Monday, September 13, 2010

The Very Sweaty Tale of Boobsweaterella: Part 2














Well, I hope you got some sleep and didn't stay awake for the last two days waiting to hear the rest of the story of Boobsweaterella.

If you did, I would hate to keep you waiting any longer. So, read on.


The Continued Tale of Boobsweaterella

If you recall, Boobsweaterella's stepsisters had left for the ball. And Boobsweaterella was fanning her stepmother so that she wouldn't get dehydrated.

"AAAAAA! You're dripping sweat all over me!" cried the stepmother.

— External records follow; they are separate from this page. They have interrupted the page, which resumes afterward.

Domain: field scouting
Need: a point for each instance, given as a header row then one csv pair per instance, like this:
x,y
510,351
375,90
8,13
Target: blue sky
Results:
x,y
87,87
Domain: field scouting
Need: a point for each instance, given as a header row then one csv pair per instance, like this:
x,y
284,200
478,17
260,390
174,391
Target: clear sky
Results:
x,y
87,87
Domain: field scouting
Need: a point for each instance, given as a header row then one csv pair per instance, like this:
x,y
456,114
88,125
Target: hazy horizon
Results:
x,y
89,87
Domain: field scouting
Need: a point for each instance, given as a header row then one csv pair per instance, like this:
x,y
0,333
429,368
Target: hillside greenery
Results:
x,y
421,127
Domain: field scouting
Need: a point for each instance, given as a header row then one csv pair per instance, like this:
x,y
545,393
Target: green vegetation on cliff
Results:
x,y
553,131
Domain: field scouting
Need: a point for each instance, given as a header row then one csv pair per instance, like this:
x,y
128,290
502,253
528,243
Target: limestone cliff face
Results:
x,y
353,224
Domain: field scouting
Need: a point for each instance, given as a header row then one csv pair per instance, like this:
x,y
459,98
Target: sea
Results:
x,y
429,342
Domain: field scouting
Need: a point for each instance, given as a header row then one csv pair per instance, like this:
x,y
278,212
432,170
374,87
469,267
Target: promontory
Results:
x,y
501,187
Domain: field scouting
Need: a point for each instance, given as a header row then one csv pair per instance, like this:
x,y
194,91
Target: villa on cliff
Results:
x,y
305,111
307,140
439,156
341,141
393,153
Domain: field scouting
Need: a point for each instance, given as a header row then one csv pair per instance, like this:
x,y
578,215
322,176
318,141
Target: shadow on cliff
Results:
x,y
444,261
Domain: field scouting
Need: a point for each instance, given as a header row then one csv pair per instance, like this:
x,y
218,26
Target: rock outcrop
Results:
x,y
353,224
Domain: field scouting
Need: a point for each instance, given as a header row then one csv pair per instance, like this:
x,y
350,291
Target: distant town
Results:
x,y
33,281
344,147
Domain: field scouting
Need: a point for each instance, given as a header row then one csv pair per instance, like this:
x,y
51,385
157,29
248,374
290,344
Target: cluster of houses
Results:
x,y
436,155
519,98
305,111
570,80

"Sorry," said Boobsweaterella.

"Never mind," said the stepmother. "Go inside and get me a popsicle."

In the kitchen, Boobsweaterella was met by her very sweaty fairy godmother wearing her favorite hot weather muumuu.

"Let's cut to the chase," said the fairy godmother, "because it is seriously hot up in this piece. I'm your fairy godmother, and you want to go to the ball, right?"

"Nah, not really," said Boobsweaterella.

"Sure you do," said the fairy godmother.

"No, I really don't," Boobsweaterella replied.

"Well, okay then. Do you want to just take off our bras and make margaritas?"

"Sure."

And so they did.

THE END


You: Hey! What about the other characters in the story?

Me: Huh?

You: You know, the stepmother waiting for her popsicle. The stepsisters? The handsome prince? The ball?

Me: Oh, right right right.


The actual end of the story:

Boobsweaterella finally agreed to go to the ball after much chiding from her fairy godmother. She put on her best cotton sundress and gave her armpits an extra swipe of Speed Stick. With a wave of her magic wand, the fairy godmother produced a bicycle out of thin air. "Have a good time!" she called as Boobsweaterella pedaled off down the road. Any other mode of transportation would have been suffocating on such a hot night, so she was pleased with the bicycle.

Boobsweaterella finally arrived at the ball. You already know what happened next. The prince saw her amazing knockers and fell instantly in love, completely unafraid of being turned into a skin coat. They danced and danced and sweated all over each other.

But suddenly, at the stroke of midnight, Boobsweaterella remembered that her stepmother was still sitting out on the patio unfanned and probably quite dehydrated.

"Oh, no!" she cried. "I have to go!"

"Stop!" the prince cried, panting after her.

But Boobsweaterella ran out the castle gates and pedaled off on her waiting bicycle, leaving only a trail of perspiration behind her for the prince to remember her by.

Now, you're probably thinking, "Great! Now the prince will have to go all around the kingdom and find the mysterious woman who left that trail of sweat behind!" And you would be wrong. He used the phone book. There weren't many listings for "Boobsweaterella" in that kingdom, let me tell you.

Early the next morning after changing into a less sweaty pair of boxer shorts, the handsome prince set off in search of his love.

Five minutes later, the prince found Boobsweaterella's house and knocked on the door.

When she opened the door, and the prince recognized the sweatiest, most bountiful rack he had ever seen, he instantly proposed marriage.

But Boobsweaterella, who was a cynic and was pretty sure the prince had not once looked at her face, told him no and went back to fanning her stupid stepsisters.

Eventually, she went to college, became a scientist, and invented a special antiperspirant for the below-boob area. She made millions.

THE END


Happy now?

1 comment:

Prince Swasstee said...

My heart is broken, my boxer shorts are still sweaty.